Grand Park in downtown LA hosts Día de los Muertos celebration


The celebrations began on Oct. 28 and will continue through Nov. 5. Photo by Natalie Ng | Daily Trojan

This Halloween was about more than just candy at Grand Park in downtown Los Angeles. Multiple sections of the park were filled with colorful artworks to honor the dead in the Día de los Muertos Altars + Art celebration. Spanning four city blocks, the exhibit aims to integrate and convey stories and traditions of Angeleno life.

The more than 50 pieces of art in this celebration were curated by a partnership between Self Help Graphics and Lore Productions with a theme focusing on the four elements. Each section of Grand Park exhibits a different display: the space between Grand Avenue and Hill Street features altars by Self Help Graphics as well as local organizations like Mujeres de Maiz and Ni Santas Collective. In the park’s Arthur J. Will Memorial Fountain, there is a large piece depicting the Lady of the Dead rowing a boat surrounded by flowers and fish skeletons jumping out of the water. 

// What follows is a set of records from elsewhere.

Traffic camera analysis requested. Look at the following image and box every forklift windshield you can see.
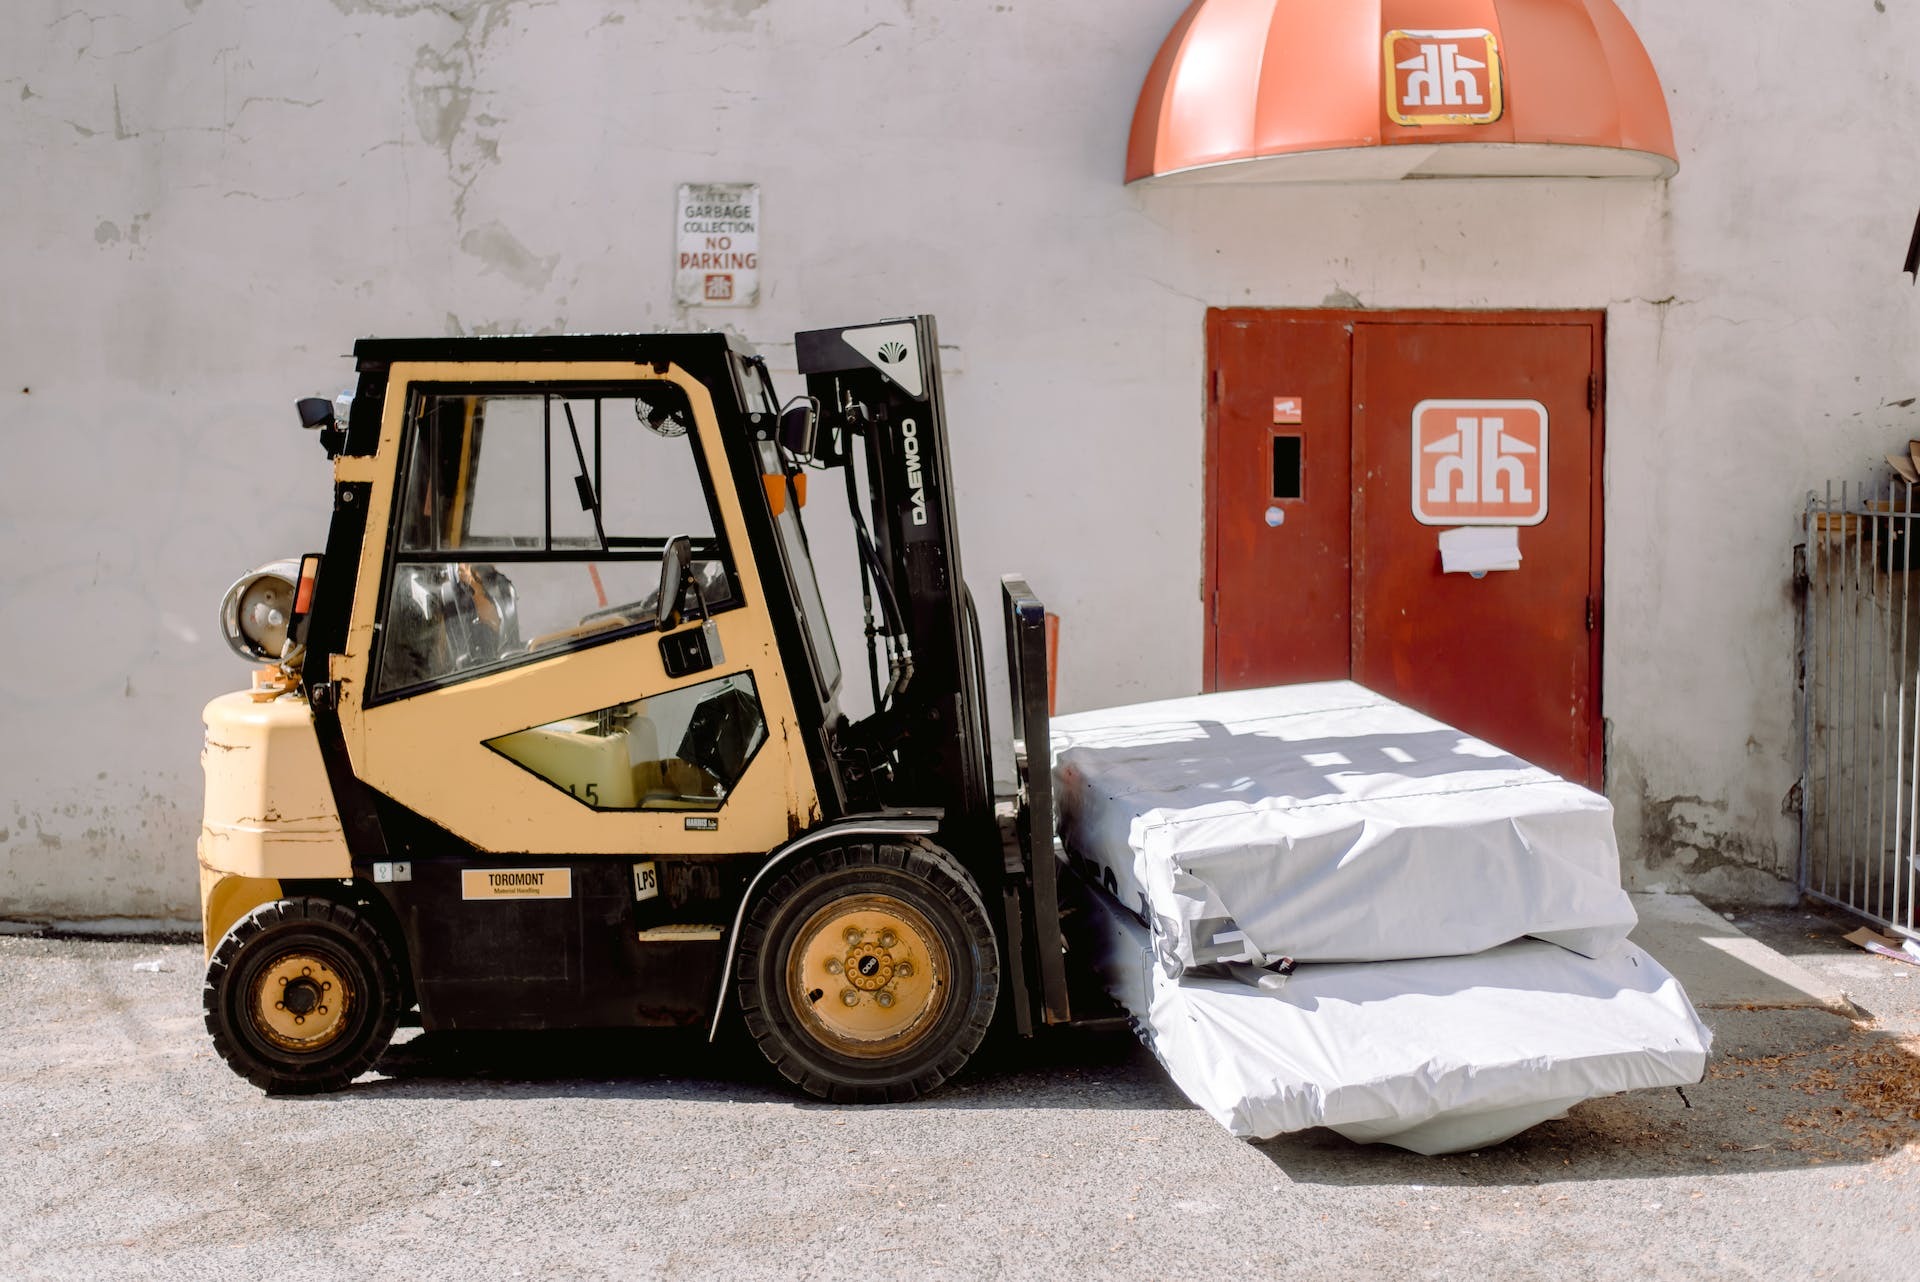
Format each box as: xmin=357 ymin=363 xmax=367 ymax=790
xmin=374 ymin=384 xmax=737 ymax=697
xmin=739 ymin=357 xmax=841 ymax=702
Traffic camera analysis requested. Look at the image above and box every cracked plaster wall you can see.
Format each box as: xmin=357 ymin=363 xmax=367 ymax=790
xmin=1 ymin=0 xmax=1914 ymax=919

On the Event Lawn between North Broadway and Spring Street, there is a community altar where people can write the names of deceased family members and pets as well as offer items to the dead. A hallmark practice of the festival is leaving offerings to the dead, often in the form of food to keep them nourished in the afterlife. The traditional offering is the calavera, a skull made of white or dyed sugar and decorated with other candy and colorful icing. Bread, apples and water were other popular choices for devotees to leave for their loved ones, but some people took creative license and left SunChips, mustard and packages of beef-flavored ramen. 

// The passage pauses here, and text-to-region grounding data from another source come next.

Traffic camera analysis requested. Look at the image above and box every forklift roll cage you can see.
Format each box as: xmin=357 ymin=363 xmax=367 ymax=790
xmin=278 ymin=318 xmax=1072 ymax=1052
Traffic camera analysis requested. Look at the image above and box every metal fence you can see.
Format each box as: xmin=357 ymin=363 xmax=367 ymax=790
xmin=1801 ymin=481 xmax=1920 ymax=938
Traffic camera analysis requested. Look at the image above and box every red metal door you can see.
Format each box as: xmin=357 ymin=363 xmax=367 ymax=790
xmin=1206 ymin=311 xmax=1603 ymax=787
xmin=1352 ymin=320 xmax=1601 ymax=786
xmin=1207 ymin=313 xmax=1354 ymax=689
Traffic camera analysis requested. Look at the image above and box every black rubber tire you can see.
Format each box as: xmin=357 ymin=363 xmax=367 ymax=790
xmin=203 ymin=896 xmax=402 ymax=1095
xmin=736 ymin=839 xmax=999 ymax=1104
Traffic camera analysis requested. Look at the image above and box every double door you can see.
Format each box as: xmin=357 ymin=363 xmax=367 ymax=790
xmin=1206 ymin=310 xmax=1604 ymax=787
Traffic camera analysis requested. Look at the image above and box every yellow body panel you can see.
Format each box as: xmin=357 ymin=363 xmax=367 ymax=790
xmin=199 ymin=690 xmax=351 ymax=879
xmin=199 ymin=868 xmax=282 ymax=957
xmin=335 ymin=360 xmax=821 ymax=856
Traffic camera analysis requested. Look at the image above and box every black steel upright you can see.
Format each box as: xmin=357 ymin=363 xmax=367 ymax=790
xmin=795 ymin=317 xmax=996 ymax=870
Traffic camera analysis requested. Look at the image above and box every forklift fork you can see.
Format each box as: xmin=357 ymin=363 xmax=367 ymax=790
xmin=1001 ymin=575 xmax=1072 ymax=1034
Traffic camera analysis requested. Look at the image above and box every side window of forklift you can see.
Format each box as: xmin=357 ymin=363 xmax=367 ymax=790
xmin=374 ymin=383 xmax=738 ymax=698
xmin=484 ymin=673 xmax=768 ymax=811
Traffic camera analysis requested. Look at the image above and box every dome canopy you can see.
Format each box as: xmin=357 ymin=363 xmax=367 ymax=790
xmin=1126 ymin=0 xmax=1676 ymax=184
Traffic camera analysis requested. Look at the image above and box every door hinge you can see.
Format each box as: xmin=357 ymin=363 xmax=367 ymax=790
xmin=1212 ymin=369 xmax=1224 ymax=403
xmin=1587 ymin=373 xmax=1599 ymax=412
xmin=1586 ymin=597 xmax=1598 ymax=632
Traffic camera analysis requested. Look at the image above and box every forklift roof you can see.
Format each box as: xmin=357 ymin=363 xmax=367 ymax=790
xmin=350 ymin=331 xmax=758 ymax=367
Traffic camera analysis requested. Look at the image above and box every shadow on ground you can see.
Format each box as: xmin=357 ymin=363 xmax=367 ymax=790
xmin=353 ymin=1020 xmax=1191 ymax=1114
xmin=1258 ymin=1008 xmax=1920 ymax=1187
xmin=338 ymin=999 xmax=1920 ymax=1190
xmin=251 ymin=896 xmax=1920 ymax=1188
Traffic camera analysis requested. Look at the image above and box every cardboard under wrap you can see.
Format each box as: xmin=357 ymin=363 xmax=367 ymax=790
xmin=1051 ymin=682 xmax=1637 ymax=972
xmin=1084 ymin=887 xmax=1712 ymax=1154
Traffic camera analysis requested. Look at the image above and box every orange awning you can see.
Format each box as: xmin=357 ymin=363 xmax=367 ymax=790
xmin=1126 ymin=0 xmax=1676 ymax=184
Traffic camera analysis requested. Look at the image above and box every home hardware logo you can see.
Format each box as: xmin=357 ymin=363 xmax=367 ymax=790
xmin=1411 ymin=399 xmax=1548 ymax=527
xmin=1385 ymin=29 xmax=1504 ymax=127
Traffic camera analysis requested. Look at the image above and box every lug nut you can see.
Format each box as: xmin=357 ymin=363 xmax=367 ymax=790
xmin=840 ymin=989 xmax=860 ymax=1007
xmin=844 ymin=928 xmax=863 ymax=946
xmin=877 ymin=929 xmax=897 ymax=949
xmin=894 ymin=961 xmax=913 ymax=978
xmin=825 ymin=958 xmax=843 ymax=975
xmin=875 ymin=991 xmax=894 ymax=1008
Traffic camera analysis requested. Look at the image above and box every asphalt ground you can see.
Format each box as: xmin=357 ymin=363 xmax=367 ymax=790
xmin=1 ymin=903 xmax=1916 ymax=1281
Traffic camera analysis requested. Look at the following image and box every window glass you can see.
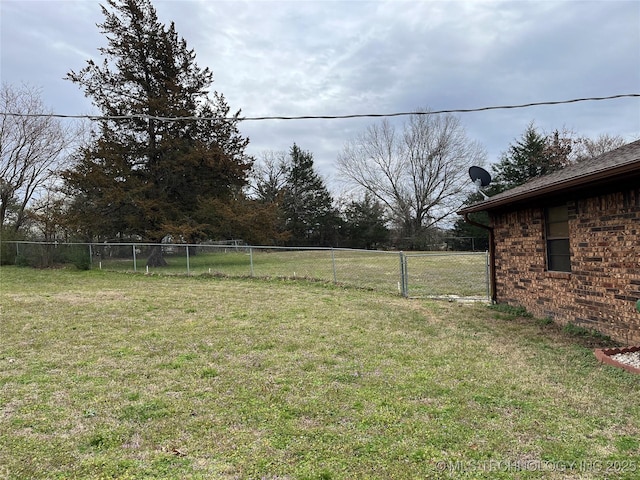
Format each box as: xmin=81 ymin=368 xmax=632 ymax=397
xmin=547 ymin=205 xmax=568 ymax=222
xmin=547 ymin=221 xmax=569 ymax=238
xmin=545 ymin=205 xmax=571 ymax=272
xmin=548 ymin=248 xmax=571 ymax=272
xmin=547 ymin=238 xmax=570 ymax=255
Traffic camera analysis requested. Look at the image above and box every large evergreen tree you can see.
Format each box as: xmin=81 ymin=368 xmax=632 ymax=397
xmin=341 ymin=192 xmax=389 ymax=249
xmin=62 ymin=0 xmax=252 ymax=265
xmin=282 ymin=144 xmax=340 ymax=246
xmin=490 ymin=123 xmax=571 ymax=193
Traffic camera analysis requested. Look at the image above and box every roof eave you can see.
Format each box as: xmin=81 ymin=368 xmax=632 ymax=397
xmin=458 ymin=161 xmax=640 ymax=215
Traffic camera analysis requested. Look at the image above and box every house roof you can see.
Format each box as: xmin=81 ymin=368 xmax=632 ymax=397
xmin=458 ymin=139 xmax=640 ymax=214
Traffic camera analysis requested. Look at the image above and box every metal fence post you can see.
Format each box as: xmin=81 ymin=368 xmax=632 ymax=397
xmin=399 ymin=251 xmax=403 ymax=295
xmin=132 ymin=244 xmax=137 ymax=272
xmin=399 ymin=251 xmax=408 ymax=297
xmin=186 ymin=245 xmax=190 ymax=276
xmin=403 ymin=253 xmax=409 ymax=297
xmin=88 ymin=244 xmax=93 ymax=268
xmin=485 ymin=250 xmax=490 ymax=301
xmin=331 ymin=248 xmax=337 ymax=283
xmin=249 ymin=247 xmax=254 ymax=277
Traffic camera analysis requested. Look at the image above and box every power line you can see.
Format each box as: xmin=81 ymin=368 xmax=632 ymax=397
xmin=241 ymin=94 xmax=640 ymax=121
xmin=1 ymin=93 xmax=639 ymax=122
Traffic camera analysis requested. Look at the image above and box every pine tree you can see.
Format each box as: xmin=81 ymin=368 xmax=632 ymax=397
xmin=491 ymin=123 xmax=570 ymax=193
xmin=341 ymin=193 xmax=389 ymax=249
xmin=282 ymin=144 xmax=339 ymax=246
xmin=62 ymin=0 xmax=252 ymax=265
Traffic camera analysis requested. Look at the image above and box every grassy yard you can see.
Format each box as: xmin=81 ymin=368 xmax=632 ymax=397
xmin=88 ymin=246 xmax=489 ymax=297
xmin=97 ymin=248 xmax=409 ymax=295
xmin=1 ymin=266 xmax=639 ymax=479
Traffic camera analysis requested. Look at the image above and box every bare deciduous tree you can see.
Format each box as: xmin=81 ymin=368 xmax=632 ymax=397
xmin=251 ymin=150 xmax=288 ymax=203
xmin=0 ymin=83 xmax=75 ymax=231
xmin=27 ymin=180 xmax=70 ymax=242
xmin=337 ymin=113 xmax=485 ymax=239
xmin=572 ymin=133 xmax=628 ymax=162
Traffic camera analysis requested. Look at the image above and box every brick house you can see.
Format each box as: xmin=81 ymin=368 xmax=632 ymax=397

All elements are present in the offerings placed on the altar, fire from lit candles representing the loving souls of the deceased, water to quench the thirst of the deceased in the afterlife, earth from the food harvested from crops and placed on the altar, and lastly, wind represented by moving objects — often papier-mâché.

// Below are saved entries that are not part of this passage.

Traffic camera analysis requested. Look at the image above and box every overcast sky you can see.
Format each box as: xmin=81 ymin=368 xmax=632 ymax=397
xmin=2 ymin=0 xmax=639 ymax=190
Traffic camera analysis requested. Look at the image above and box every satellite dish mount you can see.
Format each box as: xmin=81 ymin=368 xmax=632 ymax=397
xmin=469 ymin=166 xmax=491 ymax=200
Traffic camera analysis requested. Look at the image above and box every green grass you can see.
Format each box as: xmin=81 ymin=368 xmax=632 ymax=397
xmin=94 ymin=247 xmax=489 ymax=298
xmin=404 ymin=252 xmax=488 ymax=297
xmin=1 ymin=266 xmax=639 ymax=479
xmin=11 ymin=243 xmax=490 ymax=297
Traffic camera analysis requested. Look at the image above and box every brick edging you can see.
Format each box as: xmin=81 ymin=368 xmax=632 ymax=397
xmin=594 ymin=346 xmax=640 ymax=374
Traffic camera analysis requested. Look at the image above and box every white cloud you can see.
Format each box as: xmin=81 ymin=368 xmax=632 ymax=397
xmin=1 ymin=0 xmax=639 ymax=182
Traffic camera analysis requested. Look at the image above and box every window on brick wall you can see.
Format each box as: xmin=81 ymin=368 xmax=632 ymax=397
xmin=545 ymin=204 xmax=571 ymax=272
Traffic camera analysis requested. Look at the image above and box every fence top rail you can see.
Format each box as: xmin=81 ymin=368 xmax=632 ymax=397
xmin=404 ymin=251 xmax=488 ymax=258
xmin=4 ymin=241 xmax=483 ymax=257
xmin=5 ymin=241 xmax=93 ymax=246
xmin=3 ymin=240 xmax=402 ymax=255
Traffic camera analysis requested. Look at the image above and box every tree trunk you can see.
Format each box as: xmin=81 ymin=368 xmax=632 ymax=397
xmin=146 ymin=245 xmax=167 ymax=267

While Día de los Muertos is often conflated with Halloween, the two are completely separate holidays. This Mexican holiday directly translates to the “Day of the Dead” and is based in the Aztec belief that life is a temporary transition before death, where people become truly awakened. Many believe that on Oct. 31, the gates of heaven open and the deceased reunite with their loved ones for one day. Typically, Nov. 1 is devoted to the souls of deceased children, angelitos, and Nov. 2 is devoted to remembering the souls of adults.

Orange paper marigolds are a centerpiece in many of the altars at the festival. Also known as cempasuchitls, marigolds are the flowers of the dead, and in Mexico they bloom bright orange and yellow during the months of October and November to help guide spirits back home.

Some of the displays were covered with opaque plastic wrap, to protect them from the uncharacteristic Los Angeles rain earlier in the evening, but the large displays of painted skulls and flowers were unwrapped and illuminated by bright lights to show off their impressive detail and creativity.

Many Angelenos present at the celebration recognize this experience as very important to Mexican, and subsequently, Los Angeles culture.

“It was cool to see Los Angeles participate in an important cultural event, especially one that is such a creative expression of paying respect to the dead,” event-goer Cody Woods said. 

The celebration of life and death began on Oct. 28 and will continue through Nov. 5 from 7 to 10 p.m. every evening.